Lea also recommends creating separation between business and personal time.
“You need separation. That might be no business talk at certain times, but it also helps to have a set weekly meeting where business gets discussed properly, ideally away from home.”
How should family businesses handle disagreements?
Disagreements are inevitable in both business and personal relationships, but Sharon says processes are important for keeping disagreements productive.
“Frame it as a business problem, not a personal one.”
She recommends agreeing on objectives, identifying who owns the decision and reviewing outcomes later based on evidence.
“This approach works because it changes what the disagreement is actually about. Instead of two people asserting equal authority, you have two people solving a problem with defined roles.”
Why documented systems are important
Formal systems and procedures are critical for long-term business growth.
Lea says even smaller businesses benefit from stronger operational discipline.
“Documented processes, position descriptions, basic reporting, regular meetings and writing down key decisions all make a big difference.”
She also recommends operating the business as though it may eventually be sold.
“One of the best things you can do is run the business as if you might sell it one day.”
Advisory boards or independent advisers can also help improve accountability and structure.
“Putting the right structures in place early makes growth easier and gives you options later, whether that’s bringing others in or eventually stepping back.”
Why separating business and personal finances matters
Sharon says one of the most important long-term steps is separating personal and business finances properly.
“Separate business and personal finances early. Pay yourselves proper wages, build retained earnings, and progressively reduce the business’s dependence on both of you through deliberate hiring and documented processes.”
She says scalable businesses cannot remain fully dependent on both owners forever.
“If the business can’t run without both partners, it isn’t scalable.”
Family business warning signs
Relationship or communication problems can eventually affect business performance if left unresolved.
Lea says warning signs often include:
repeated disagreements
reactive communication
resentment around workload imbalance
decisions becoming personal rather than business-focused
Sharon says operational problems often appear after relationship issues have already developed.
“By the time the financials show it – margins softening, inconsistent quoting, cashflow tightening – the dynamic has usually been off for a while.”
She says early warning signs include:
deferred decisions
feedback becoming personal criticism
one partner withdrawing from responsibilities
“When those patterns appear, name them as a business issue and address them directly.”
Frequently asked questions about family businesses
Why are family businesses common in the electrical industry?

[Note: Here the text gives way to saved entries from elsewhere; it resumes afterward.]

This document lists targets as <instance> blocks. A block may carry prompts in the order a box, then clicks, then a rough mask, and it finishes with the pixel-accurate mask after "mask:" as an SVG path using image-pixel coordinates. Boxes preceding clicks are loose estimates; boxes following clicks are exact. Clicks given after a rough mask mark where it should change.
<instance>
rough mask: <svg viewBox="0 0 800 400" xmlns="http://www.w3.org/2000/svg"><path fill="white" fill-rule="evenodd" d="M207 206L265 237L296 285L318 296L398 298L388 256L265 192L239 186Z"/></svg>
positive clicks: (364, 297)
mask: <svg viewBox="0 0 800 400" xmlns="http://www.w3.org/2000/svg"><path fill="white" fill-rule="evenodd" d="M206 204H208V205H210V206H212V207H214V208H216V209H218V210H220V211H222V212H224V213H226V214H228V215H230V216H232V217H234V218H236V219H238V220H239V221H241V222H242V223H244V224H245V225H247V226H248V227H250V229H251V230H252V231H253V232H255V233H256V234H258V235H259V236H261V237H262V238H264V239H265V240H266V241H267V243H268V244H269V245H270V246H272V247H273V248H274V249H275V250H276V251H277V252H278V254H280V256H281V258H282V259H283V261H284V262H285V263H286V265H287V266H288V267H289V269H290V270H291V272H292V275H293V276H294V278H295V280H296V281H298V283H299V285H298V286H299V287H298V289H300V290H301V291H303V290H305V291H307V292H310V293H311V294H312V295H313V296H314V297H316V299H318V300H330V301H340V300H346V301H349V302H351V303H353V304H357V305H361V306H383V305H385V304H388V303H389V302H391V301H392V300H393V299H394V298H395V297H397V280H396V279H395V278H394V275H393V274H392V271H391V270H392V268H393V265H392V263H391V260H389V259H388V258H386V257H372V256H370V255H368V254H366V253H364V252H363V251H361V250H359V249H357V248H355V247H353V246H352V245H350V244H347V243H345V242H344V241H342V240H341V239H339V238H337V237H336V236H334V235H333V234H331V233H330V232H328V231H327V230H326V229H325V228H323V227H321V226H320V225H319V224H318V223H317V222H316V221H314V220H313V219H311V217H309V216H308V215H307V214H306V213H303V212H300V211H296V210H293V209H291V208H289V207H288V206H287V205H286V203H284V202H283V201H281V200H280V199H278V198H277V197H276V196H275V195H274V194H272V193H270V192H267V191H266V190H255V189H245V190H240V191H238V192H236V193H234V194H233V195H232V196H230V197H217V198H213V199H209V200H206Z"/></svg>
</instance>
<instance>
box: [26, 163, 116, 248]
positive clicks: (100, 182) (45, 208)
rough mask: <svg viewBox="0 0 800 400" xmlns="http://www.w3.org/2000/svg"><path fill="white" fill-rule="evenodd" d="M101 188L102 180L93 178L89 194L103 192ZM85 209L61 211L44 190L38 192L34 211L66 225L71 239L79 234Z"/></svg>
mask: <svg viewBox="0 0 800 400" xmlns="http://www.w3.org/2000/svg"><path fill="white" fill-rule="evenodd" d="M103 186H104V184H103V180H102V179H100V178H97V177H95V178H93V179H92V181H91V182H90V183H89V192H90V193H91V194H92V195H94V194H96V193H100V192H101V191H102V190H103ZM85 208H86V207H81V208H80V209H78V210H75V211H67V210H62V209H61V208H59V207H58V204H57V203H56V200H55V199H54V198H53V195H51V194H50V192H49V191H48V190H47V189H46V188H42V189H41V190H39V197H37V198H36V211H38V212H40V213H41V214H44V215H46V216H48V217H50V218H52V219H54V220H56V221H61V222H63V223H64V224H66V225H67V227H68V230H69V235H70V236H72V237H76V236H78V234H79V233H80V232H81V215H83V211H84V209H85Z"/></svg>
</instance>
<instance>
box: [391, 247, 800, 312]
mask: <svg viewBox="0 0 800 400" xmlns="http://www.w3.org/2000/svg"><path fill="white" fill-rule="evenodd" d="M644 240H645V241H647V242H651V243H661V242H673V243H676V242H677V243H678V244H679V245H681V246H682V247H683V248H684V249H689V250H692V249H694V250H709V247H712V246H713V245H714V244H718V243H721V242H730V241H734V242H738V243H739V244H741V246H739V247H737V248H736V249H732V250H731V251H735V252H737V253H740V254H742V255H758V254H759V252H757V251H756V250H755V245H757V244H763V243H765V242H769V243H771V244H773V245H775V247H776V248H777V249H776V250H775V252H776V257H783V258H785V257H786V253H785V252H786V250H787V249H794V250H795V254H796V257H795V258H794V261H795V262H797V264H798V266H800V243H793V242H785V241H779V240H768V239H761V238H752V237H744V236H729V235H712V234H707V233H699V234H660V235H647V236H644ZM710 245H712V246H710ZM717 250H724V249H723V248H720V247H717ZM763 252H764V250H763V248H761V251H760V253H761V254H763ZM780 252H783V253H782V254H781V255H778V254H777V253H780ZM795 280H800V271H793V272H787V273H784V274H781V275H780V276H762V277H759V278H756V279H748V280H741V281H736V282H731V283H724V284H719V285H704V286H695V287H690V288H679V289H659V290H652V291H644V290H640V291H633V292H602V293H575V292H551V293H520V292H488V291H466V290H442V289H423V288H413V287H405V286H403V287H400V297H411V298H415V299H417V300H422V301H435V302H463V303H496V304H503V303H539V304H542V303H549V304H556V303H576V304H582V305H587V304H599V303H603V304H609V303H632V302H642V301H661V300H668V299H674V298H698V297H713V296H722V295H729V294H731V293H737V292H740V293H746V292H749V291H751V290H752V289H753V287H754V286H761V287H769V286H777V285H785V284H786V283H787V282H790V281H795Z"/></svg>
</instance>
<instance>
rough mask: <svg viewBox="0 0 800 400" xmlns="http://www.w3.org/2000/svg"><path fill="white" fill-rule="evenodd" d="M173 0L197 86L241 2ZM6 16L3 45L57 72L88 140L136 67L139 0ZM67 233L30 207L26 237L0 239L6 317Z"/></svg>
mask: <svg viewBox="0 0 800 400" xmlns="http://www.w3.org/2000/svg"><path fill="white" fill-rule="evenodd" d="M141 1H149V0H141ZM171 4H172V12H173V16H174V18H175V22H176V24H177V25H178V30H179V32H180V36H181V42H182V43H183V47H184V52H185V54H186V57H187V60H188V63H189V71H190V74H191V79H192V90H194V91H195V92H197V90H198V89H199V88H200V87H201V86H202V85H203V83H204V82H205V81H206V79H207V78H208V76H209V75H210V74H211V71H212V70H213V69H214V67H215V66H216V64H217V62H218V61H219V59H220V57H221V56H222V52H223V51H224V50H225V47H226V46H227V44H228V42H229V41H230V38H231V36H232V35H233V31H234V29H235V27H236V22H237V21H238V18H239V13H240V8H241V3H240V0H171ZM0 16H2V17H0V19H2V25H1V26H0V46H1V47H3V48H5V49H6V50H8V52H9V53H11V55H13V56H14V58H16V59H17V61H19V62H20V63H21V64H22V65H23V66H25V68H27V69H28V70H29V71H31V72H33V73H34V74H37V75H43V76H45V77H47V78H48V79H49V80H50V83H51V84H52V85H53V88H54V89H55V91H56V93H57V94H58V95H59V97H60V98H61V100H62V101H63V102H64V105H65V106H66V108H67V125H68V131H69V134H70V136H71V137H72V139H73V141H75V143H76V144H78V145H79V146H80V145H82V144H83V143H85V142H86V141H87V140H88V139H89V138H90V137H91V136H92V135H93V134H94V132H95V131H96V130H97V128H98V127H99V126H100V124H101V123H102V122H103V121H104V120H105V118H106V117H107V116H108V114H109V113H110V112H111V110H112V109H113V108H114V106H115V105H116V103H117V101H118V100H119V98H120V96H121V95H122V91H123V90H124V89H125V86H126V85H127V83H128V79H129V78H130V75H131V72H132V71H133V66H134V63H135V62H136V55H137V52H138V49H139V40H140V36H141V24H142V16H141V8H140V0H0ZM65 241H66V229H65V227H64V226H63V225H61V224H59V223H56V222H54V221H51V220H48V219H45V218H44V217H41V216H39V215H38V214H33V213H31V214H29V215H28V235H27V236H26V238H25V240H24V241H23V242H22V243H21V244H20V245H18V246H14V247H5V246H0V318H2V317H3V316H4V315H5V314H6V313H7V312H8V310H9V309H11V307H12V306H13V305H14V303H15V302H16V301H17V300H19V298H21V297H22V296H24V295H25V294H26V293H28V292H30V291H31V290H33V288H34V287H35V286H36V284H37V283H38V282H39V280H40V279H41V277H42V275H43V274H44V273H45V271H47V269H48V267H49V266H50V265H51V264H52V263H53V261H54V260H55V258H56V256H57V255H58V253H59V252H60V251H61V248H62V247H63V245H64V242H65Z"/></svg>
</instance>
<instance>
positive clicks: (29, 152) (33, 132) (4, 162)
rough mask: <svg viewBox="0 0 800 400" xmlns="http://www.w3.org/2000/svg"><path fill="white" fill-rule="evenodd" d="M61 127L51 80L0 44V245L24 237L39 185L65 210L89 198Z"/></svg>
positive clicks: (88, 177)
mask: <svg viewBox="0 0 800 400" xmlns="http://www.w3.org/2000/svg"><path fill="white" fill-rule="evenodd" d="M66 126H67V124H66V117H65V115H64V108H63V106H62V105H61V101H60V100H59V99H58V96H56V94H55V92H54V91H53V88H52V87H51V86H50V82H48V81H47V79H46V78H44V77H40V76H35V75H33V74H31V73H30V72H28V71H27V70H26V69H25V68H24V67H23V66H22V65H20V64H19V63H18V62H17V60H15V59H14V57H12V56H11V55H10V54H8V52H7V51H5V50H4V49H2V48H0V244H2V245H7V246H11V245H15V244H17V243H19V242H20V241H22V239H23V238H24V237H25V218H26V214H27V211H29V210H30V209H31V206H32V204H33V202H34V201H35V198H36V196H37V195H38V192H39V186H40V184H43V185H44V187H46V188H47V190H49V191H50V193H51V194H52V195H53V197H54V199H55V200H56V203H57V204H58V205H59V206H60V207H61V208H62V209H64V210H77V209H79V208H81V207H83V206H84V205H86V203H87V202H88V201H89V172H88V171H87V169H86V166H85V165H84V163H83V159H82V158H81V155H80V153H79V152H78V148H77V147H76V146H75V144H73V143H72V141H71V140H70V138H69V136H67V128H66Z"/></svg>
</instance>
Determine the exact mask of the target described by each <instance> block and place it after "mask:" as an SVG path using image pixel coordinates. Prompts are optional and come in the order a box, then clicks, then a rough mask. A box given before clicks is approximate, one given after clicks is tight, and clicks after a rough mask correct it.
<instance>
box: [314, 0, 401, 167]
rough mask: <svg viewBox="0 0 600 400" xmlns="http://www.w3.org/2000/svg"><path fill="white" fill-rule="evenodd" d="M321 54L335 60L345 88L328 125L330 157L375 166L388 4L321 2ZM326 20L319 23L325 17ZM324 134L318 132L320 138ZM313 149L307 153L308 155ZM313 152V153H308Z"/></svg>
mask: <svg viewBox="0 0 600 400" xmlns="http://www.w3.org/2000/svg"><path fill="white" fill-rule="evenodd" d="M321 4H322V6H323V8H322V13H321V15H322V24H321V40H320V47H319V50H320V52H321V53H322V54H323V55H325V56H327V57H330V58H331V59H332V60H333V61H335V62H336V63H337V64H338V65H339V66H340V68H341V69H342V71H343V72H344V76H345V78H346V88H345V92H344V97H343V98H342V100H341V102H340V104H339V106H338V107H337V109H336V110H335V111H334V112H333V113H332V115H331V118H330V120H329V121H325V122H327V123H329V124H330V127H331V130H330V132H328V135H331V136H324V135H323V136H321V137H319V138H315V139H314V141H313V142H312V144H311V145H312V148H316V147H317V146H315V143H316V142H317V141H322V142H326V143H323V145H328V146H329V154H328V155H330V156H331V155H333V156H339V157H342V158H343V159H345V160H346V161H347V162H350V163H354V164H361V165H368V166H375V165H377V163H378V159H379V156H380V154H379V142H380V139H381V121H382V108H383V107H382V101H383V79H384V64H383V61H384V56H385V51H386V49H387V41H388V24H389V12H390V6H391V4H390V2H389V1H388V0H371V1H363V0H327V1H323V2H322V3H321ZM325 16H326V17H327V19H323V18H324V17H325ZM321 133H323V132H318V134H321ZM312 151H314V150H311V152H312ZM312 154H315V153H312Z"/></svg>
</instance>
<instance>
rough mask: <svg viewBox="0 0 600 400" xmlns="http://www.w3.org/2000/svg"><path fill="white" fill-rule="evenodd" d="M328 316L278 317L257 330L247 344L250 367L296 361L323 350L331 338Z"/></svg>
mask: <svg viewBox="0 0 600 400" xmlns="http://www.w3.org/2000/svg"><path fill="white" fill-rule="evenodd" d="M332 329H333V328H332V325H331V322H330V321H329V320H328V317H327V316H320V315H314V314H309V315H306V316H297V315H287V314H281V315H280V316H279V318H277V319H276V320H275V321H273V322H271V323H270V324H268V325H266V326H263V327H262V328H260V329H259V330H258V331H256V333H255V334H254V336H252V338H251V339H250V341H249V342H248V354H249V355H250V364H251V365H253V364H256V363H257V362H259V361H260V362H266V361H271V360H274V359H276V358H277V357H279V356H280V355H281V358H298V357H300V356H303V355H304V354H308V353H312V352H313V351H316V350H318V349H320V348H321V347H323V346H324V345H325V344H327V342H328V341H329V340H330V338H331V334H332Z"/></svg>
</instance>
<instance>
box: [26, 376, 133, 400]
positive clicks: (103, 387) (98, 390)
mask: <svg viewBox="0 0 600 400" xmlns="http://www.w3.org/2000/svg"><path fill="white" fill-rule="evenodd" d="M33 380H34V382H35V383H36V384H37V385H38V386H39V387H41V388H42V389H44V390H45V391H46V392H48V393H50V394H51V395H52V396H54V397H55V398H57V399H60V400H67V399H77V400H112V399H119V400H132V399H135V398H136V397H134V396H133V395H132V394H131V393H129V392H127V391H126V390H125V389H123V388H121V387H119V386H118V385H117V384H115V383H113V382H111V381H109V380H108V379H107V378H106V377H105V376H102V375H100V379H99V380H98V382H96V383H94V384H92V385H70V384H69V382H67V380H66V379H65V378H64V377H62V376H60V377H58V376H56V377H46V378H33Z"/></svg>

Family businesses are common because they often involve high levels of trust, shared financial goals and long-term commitment.
What are the biggest risks in a family business?
The biggest risks include poor communication, unclear responsibilities, lack of structure and blurred boundaries between work and home life.
Why are documented systems important?
Documented systems improve clarity, accountability and scalability while reducing reliance on informal communication.
How can family businesses handle disagreements better?
Treat disagreements as business problems rather than personal conflicts and establish clear decision-making responsibilities.
Why should family businesses separate personal and business finances?
Separating finances improves business clarity, scalability and long-term financial management.
What electrical contractors should remember
Family businesses can be incredibly strong when trust, communication and structure work together.
For electrical contractors and wholesalers, long-term success comes from treating the business professionally, documenting processes clearly and building systems that reduce conflict and improve accountability.
The businesses that thrive are usually the ones that combine the strengths of family trust with the discipline of a properly structured business.